Mina Loy was born in London on December 27, 1882. She attended a conservative art school and was influenced early on by Impressionism. She achieved some success as a painter, and her paintings were included in the prestigious Salon d'Automne show in Paris, 1905. After several years in the heart of Parisian literary and arts society, Loy moved to the United States in 1916, although her reputation preceded her. While hailed as representing the New Woman and the last word in modern verse, Loy's poetry disturbed a few of her more conservative contemporaries. Marianne Moore found herself uneasy in Loy's company, and Amy Lowell was so incensed by the publication of Loy's "Love Songs" in Others magazine that she refused to submit any more work to the periodical. Conrad Aiken encouraged readers to "pass lightly over the . . . tentacular quiverings of Mina Loy," and John Collier cited Loy's verse as an example of "the need for objective standards." Still, Loy had many admirers, among them William Carlos Williams, Marcel Duchamp, and the members of the New York Dada group--including the poet/boxer Arthur Cravan, whom she married in 1918. In 1921, Pound extolled the virtues of her work to his closest friends, and in 1926, Yvor Winters compared her to Emily Dickinson.

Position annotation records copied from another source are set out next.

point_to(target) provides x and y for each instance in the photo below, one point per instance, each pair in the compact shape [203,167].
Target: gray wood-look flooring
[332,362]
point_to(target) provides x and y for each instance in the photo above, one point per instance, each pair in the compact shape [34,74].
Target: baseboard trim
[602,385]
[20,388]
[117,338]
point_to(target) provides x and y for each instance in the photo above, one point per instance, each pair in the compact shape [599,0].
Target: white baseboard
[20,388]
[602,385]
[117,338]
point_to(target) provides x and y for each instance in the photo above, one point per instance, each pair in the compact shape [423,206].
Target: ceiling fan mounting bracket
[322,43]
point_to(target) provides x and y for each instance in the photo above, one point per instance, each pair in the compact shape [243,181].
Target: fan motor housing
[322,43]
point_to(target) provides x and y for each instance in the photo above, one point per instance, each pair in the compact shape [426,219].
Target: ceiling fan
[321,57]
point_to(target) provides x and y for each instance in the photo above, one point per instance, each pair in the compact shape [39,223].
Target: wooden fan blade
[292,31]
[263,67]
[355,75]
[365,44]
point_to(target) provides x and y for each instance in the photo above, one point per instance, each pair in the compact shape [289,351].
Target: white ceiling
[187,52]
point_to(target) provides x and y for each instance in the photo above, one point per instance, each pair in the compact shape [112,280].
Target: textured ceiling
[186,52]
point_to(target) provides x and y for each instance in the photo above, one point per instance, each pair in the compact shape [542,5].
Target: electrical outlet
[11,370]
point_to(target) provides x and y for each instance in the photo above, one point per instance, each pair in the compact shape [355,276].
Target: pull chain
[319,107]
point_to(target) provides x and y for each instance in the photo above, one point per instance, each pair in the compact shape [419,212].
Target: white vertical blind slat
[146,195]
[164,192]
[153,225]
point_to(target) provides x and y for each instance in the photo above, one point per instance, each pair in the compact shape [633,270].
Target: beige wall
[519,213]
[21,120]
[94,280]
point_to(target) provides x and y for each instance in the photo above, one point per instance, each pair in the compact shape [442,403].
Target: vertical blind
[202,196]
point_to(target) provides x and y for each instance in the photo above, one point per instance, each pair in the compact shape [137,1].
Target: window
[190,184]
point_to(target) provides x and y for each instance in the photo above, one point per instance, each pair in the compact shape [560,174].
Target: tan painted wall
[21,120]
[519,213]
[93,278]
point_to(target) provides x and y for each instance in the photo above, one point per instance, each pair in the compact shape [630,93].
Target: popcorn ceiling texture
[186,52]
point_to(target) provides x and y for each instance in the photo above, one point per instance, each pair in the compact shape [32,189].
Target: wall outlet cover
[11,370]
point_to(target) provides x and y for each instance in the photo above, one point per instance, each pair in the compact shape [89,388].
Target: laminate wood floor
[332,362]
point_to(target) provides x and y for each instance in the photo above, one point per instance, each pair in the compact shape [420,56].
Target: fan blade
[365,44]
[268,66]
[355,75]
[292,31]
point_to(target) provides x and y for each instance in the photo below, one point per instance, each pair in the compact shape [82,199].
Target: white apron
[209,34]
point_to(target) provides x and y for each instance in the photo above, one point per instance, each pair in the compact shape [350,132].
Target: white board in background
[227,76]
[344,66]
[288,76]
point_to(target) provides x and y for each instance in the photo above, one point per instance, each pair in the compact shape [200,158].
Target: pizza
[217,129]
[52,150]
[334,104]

Also an artist, Loy has been labelled a Futurist, Dadaist, Surrealist, feminist, conceptualist, modernist, and post-modernist. Experimenting with media in her artwork, she moved from oil to ink by World War I, then lighting fixtures in the late 1920s, and finally to sculptures featuring items collected from the streets and garbage cans of Manhattan. She allied herself with her visual art more than her writing, claiming at the end of her life that she "never was a poet."
Loy became reclusive in her later years, and lacked any interest in building a reputation for herself. Mina Loy died September 29, 1966, in Aspen, Colorado, leaving behind an unfinished biography of Isadora Duncan and an unpublished collection of poems she had written during the 1940s.